Once outside I see there has been a muddle with the taxis and it takes some time to sort out which taxi we will take to get all of us home. I have not yet found my sister who is due to return at any minute. Then I realise that I have abandoned the two children and I rush back inside to try to find them. It is getting dark and I have trouble getting back inside the building because a security guard has blocked my way. He lets me in when I tell him that I have still two children, my sister’s small children locked inside. I call out their names from one room to the next. I am hysterical now, beside myself with horrible forebodings of what might happen to those two beloved children.

I find Costa first. He has grown weary with all the fun of selecting clothes and he is slumped in a corner. Bryony is not far away from him. She is distressed but pleased to see me and I pick her up and take Costa by the hand to lead them out of the building. We get to the exit and I can see my sister across a moat waiting for us. She is now hysterical herself because somehow she has heard that her children are missing. I did not want her to know this before they were found but at least she can see them now, and she can see they are okay.

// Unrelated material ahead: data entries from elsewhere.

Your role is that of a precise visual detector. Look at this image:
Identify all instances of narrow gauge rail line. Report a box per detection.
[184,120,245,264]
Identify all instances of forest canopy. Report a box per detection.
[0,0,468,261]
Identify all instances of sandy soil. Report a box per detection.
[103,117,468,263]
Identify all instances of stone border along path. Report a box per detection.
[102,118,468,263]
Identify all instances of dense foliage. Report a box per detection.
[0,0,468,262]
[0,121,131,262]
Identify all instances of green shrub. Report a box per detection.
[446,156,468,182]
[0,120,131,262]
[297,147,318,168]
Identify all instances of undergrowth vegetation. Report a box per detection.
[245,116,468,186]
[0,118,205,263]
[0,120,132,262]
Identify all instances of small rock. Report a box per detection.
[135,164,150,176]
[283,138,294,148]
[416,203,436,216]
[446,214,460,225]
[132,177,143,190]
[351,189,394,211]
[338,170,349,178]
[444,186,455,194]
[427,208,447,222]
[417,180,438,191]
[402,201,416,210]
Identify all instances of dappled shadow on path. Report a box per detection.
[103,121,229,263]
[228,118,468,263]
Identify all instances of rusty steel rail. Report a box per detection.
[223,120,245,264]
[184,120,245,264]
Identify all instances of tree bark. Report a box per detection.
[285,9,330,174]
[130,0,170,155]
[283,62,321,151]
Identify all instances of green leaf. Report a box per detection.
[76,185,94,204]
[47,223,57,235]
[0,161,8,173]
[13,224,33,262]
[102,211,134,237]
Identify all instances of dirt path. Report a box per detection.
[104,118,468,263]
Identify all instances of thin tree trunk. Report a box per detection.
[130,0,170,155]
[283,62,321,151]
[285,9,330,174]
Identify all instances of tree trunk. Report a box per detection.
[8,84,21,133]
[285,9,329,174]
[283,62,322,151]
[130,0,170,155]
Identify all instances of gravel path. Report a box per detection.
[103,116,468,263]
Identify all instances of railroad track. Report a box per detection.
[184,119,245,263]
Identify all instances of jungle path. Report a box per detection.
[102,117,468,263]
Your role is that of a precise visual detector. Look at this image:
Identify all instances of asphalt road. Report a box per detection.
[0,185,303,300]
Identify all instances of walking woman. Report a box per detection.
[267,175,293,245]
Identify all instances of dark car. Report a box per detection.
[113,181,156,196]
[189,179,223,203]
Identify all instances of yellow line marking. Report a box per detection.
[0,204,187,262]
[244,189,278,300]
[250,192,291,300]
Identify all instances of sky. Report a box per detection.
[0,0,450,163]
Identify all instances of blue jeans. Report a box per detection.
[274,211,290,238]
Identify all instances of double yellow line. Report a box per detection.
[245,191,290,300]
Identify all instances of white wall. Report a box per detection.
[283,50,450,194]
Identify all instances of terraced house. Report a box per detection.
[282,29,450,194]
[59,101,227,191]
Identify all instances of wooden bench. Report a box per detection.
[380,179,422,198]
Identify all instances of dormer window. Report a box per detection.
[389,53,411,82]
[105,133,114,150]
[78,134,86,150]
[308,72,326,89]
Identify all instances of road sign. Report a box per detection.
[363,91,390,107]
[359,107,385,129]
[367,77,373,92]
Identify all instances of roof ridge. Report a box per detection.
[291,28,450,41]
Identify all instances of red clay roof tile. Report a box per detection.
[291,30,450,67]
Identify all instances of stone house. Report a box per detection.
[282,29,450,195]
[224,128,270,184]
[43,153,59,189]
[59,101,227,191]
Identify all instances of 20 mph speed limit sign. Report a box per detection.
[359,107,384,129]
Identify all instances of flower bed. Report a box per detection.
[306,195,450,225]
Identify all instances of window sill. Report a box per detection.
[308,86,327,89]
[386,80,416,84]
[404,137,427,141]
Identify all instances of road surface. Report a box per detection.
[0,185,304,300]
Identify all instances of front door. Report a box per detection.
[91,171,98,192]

We try to cross the moat and must do so by walking through a deep gully that forms a damned section in the middle. We have to wait for passing traffic. Costa gets through okay but Bryony trips and hits her head. Her mother, my sister, stands in the distance and watches her fall. There is nothing she can do. She has to settle for me taking Bryony into my arms to comfort her; both she and Bryony must settle for that. I wake up before mother and daughter are reunited.